Sour note: Harley factories ban music
03/01/2013 3:24 PM
05/16/2014 9:20 PM
A leaked corporate memo has workers buzzing. No, not the Yahoo order for telecommuters to move into the office. It’s a new edict at Harley-Davidson:
No more music on the factory floors.
Like many manufacturers around the country, the motorcycle maker has decided that headphones, boom boxes and piped-in music get in the way of plant safety and productivity.
Harley-Davidson officers said music had proved to be a distraction from the work at hand and a potential hazard.
The order includes the Kansas City plant.
Irv Robinson, owner of Robbie Fantastic Flexibles, a plant in Lenexa that makes printed plastic packaging, is in full accord with the new Harley rule.
“We don’t allow music,” Robinson said. “It’s a safety problem. And we make our guys wear earplugs anyway. We can’t add to the existing noise.”
Other major manufacturing operations allow music in some form. At the General Motors Fairfax plant in Kansas City, Kan., for example, workers can’t wear headphones, but they can play small radios at low volume — low enough that sounds won’t override plant-wide information. Ford declined to comment on the policies in its plants, one of which is in Claycomo.
The music issue crops up in offices and stores as well as factories. When music is allowed in the workplace, it sometimes causes co-worker clashes because tastes differ. So, too, do workers’ abilities to tune out distractions.
Bothering co-workers with your own musical tastes “could be considered like smoking — you’re affecting those around you,” said Connie Russell, an area leadership coach and consultant. “You want to be respectful to others.”
Music listeners point out that with headphones, music doesn’t have to be shared. But headphones are safety impediments if music drowns out the sounds of machinery or announcements that workers need to hear.
The Harley ban prompted a flurry of online postings from workers who argued that music helps break up the monotony of work and helped morale.

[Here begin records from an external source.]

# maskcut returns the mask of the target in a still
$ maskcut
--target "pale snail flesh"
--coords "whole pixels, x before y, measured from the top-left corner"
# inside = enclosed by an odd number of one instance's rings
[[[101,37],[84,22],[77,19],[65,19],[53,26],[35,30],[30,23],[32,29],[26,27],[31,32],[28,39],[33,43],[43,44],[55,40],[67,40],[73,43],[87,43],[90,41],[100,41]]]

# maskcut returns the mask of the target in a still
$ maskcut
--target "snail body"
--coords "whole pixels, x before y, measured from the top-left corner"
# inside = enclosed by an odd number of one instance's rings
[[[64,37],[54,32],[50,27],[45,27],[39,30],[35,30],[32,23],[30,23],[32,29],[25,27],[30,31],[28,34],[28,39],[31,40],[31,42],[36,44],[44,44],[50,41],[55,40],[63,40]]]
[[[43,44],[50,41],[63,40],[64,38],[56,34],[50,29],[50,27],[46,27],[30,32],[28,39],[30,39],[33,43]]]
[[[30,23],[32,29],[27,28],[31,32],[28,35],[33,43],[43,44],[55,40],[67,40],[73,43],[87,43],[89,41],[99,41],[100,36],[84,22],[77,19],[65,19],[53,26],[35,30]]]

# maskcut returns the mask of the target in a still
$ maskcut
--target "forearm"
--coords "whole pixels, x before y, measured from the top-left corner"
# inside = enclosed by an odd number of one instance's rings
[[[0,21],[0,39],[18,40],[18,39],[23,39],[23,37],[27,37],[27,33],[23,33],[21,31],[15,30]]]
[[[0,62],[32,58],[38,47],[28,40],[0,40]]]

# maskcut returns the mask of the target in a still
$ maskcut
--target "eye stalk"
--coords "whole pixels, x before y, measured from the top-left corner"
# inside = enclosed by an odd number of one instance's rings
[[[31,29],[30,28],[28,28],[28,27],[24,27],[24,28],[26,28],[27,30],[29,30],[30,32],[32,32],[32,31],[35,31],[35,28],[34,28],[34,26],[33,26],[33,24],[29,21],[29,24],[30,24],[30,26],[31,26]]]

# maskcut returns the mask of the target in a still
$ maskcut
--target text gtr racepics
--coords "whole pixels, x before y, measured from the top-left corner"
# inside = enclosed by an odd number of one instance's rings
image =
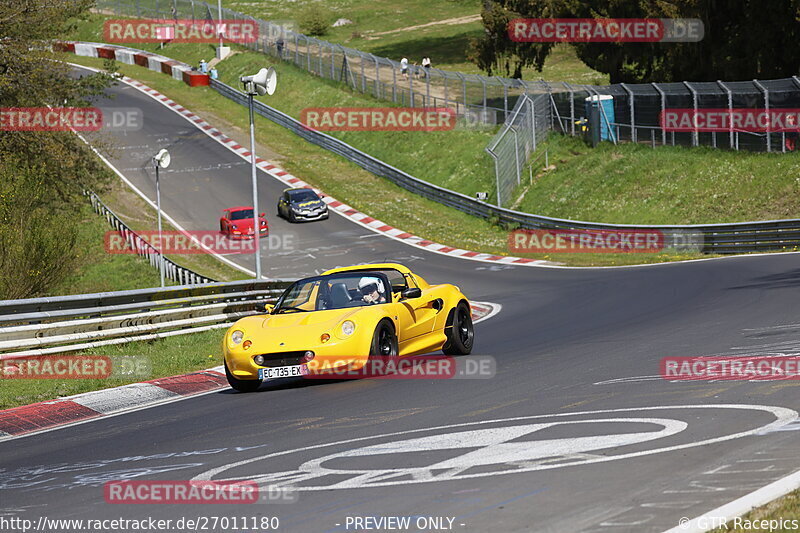
[[[474,341],[458,287],[430,285],[395,263],[301,279],[266,310],[238,320],[223,339],[225,374],[237,391],[272,378],[357,370],[370,356],[466,355]]]

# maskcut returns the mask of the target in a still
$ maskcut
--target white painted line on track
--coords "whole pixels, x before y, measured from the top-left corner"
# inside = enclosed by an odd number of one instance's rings
[[[800,470],[696,518],[682,518],[677,526],[665,533],[698,533],[717,529],[723,527],[724,523],[797,489],[800,489]]]

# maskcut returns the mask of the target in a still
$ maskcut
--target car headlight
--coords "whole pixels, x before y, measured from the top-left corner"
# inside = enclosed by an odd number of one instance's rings
[[[239,229],[239,228],[237,228],[237,227],[236,227],[236,224],[231,224],[231,227],[232,227],[233,229]]]
[[[356,325],[352,320],[342,322],[342,335],[349,337],[356,330]]]
[[[233,344],[241,344],[242,339],[244,339],[244,331],[236,330],[231,333],[231,342]]]

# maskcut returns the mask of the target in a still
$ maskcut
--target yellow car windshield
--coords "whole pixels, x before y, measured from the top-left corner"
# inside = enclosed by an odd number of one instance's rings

Researchers have reported that music both helps and hurts productivity. Generally, classical or other music without lyrics gets a green light. One study even concluded that cows give more milk when listening to classical music.
But louder music, especially with lyrics, has been found to impair concentration on the job. That was especially true in workplaces where different kinds of music vied for dominance or when co-workers disagreed about choices.